It’s a place that features on many people’s bucket list, but we no longer have to visit Australia to explore Uluru and Kata Tjuta. The wait is over because Google has announced a collaboration with indigenous Australians, as well as Parks Australia and Tourism NT, to create an online experience of the sacred area through Street View.
For two years, Australia-based engineers have been working on the project with the Anangu of the central desert, the world’s oldest continuing culture. Google Street View will allow viewers to zoom in and out of the 600 million-year-old rock, take a closer look at cracks and crevices on the surface of the country’s most iconic landmark, walk along the Kuniya trail and explore the Kapi Mutitjulu waterhole.
Uluru is a site of great spiritual importance to the local Anangu people. They officially own the national park, which is leased to Parks Australia and jointly administered. In keeping with the wishes of traditional owners, not all areas of the World Heritage-listed monolith were captured, as there are some where the camera was not allowed due to the sacredness of those particular sites.

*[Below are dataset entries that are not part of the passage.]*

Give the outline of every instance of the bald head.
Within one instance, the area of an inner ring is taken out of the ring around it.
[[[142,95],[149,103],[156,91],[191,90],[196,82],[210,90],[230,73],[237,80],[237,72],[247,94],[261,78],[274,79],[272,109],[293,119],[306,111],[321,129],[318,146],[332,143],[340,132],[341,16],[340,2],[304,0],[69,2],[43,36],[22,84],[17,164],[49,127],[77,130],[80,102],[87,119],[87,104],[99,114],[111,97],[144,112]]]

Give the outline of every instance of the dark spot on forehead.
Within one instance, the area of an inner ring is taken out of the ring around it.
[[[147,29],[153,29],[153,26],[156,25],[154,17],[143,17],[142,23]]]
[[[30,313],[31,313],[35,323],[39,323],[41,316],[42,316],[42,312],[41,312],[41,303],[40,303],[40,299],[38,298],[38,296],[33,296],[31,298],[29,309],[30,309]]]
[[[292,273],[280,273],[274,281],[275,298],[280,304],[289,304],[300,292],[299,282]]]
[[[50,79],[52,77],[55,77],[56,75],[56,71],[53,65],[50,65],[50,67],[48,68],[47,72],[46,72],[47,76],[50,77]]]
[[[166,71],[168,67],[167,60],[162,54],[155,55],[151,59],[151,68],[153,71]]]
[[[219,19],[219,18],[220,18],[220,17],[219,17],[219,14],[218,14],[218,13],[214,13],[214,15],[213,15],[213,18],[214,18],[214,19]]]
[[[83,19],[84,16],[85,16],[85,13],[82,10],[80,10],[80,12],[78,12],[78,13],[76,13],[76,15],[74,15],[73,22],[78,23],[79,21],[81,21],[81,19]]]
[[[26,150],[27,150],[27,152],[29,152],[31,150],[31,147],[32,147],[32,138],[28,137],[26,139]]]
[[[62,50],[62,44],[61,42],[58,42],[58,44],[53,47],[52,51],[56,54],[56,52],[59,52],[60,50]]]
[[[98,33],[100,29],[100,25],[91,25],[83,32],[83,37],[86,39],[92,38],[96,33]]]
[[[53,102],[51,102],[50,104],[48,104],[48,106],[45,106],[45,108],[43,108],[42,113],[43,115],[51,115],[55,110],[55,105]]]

The interactive map has the additional element of Story Spheres to help guide people around. It will include stories and song from the Anangu people who will educate viewers on the site’s cultural significance and Tjukurpa traditional law.

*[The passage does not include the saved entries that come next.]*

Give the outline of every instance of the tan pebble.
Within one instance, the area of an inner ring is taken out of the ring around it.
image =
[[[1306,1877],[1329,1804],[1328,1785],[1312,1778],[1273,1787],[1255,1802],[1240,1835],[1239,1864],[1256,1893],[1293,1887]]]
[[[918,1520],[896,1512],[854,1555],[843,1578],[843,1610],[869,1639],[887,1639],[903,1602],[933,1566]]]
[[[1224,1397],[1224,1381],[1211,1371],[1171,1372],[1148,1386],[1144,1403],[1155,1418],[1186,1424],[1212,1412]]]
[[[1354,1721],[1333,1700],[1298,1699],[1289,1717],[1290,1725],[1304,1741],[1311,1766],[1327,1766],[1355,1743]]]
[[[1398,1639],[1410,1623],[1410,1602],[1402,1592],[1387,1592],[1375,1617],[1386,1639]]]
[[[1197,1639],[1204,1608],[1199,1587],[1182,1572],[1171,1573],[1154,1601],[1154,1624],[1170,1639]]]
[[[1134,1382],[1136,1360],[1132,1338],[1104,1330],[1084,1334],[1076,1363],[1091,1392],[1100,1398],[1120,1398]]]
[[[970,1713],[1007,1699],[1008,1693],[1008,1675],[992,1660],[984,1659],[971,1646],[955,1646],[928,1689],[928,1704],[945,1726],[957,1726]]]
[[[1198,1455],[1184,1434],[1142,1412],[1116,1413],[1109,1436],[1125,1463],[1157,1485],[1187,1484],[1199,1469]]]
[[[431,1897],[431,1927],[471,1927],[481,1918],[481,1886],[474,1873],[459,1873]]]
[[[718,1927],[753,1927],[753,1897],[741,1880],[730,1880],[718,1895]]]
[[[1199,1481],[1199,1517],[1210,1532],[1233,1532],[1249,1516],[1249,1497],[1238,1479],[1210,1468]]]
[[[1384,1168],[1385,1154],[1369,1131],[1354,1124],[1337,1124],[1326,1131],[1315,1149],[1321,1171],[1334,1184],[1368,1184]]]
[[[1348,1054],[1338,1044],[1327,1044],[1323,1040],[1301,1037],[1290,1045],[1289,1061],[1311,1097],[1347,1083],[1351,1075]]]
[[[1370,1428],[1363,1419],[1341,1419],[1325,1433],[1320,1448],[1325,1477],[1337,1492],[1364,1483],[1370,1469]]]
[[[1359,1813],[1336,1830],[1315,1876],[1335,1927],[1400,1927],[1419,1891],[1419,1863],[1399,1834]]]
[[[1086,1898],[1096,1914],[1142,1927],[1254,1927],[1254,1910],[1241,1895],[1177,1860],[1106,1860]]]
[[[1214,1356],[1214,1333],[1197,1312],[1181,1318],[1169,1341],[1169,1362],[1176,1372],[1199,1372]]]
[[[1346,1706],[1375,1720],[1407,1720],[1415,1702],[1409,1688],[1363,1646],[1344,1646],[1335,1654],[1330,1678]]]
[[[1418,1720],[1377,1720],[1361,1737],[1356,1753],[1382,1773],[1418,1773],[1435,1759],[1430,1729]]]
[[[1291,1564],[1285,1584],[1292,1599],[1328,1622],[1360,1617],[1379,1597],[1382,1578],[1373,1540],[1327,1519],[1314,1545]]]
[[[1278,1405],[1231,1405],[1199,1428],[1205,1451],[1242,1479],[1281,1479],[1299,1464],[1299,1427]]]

Google worked closely with the Anangu people to make sure that the project was sympathetic to their culture. It took two years of conversations and work to put together the final Uluru Street View product. It is hoped that the project will be an inspiring educational resource that will give visitors a greater appreciation of the area and provide an improved life for the local Mutitjulu community.
As the finished result has been so successful, Google will now begin work on other culturally significant sites in Australia such as Kakadu.